28th Mayor of Pittsburgh
- In office 1869–1872
- Preceded by: James Blackmore
- Succeeded by: James Blackmore

Personal details
- Born: October 10, 1814
- Died: November 3, 1895 (aged 81)

= Jared M. Brush =

American politician

Jared M. Brush (October 10, 1814 – November 3, 1895) was Mayor of Pittsburgh from 1869 to 1872.

==Life==
Jared Brush was born on October 10, 1814, at the corner of Third Street and Cherry Way. He became a carpenter, and later a contractor. He married Sarah Dithridge, and they had nine children of whom only two lived to adulthood.

Brush was Overseer of the Poor of Pitt Township from 1842 to 1845; then a deputy sheriff; and became Clerk of the Courts of Allegheny County in 1851. In 1854, Brush got into the business of ironmaking and was elected a city councilman.

During the American Civil War, Brush worked with the United States Sanitary Commission, a relief agency that ministered to the soldiers.
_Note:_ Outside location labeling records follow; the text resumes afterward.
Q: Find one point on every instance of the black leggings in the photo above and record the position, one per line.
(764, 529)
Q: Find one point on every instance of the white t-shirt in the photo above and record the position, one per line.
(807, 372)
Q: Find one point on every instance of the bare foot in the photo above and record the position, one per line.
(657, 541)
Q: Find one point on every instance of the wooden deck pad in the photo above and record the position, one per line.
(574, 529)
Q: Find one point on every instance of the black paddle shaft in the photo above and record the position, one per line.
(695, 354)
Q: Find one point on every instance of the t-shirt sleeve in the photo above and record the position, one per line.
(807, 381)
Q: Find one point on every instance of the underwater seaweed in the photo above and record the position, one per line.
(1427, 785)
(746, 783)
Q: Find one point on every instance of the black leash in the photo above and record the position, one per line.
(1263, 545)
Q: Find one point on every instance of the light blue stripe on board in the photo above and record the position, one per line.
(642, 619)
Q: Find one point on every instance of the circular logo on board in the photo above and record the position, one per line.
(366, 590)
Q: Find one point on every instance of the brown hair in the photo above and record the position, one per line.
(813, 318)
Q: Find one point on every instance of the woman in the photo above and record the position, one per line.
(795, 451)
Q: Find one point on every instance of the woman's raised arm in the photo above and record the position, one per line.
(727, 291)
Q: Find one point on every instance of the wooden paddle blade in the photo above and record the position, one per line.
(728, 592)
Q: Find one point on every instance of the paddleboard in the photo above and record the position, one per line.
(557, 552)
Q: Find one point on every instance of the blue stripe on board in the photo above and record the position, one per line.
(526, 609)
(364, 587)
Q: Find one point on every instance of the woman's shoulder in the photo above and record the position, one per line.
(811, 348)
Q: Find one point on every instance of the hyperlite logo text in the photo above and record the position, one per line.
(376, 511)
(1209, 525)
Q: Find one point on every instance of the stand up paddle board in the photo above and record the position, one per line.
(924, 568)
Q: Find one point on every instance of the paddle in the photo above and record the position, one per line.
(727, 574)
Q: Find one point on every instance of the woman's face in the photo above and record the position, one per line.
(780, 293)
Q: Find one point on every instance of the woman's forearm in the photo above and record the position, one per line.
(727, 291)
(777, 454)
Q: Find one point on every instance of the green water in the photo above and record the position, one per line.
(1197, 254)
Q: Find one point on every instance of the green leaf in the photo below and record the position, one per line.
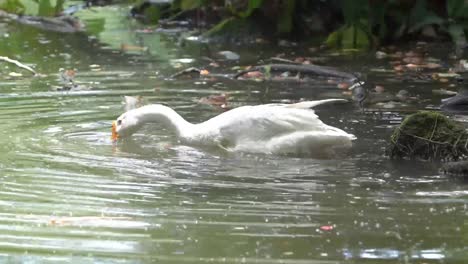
(333, 40)
(457, 34)
(353, 10)
(349, 37)
(285, 21)
(455, 8)
(45, 8)
(190, 4)
(252, 5)
(355, 37)
(429, 19)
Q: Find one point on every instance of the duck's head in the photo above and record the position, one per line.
(125, 125)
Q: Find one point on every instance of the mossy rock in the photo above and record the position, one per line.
(456, 168)
(429, 135)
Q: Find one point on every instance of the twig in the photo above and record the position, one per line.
(186, 71)
(19, 64)
(303, 68)
(433, 130)
(283, 60)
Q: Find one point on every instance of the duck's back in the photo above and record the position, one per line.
(272, 128)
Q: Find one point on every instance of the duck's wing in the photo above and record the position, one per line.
(263, 122)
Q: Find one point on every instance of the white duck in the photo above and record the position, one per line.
(268, 128)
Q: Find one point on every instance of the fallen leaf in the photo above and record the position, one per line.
(254, 74)
(15, 74)
(326, 228)
(126, 47)
(398, 68)
(381, 55)
(379, 89)
(343, 86)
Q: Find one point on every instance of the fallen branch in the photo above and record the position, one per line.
(19, 64)
(191, 70)
(303, 69)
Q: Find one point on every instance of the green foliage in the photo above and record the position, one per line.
(185, 5)
(252, 5)
(285, 20)
(356, 33)
(33, 7)
(12, 6)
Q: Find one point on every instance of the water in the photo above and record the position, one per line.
(68, 194)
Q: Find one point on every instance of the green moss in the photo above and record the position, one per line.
(429, 135)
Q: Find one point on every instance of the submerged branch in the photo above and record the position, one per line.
(302, 69)
(19, 64)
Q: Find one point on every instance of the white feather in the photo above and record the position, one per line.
(269, 128)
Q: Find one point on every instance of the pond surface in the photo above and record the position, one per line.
(68, 194)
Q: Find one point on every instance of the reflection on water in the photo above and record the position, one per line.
(69, 194)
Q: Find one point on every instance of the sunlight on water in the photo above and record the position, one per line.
(68, 193)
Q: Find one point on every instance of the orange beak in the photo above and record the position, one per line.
(114, 135)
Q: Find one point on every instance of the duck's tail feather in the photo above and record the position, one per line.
(311, 104)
He was Mayor of Pittsburgh from 1869 to 1872. Brush's administration was praised because of his extensive street construction projects and the establishment of the first full-time Fire Department.

After his term ended, Brush served successively as a school director, superintendent of the city poor farm and clerk in the assessor's office and that of the treasurer. He was appointed as a police magistrate in 1888. Brush also served as director of several Pittsburgh banks.

He died on November 3, 1895, of pneumonia; and was buried in the Brush Family Mausoleum in Allegheny Cemetery.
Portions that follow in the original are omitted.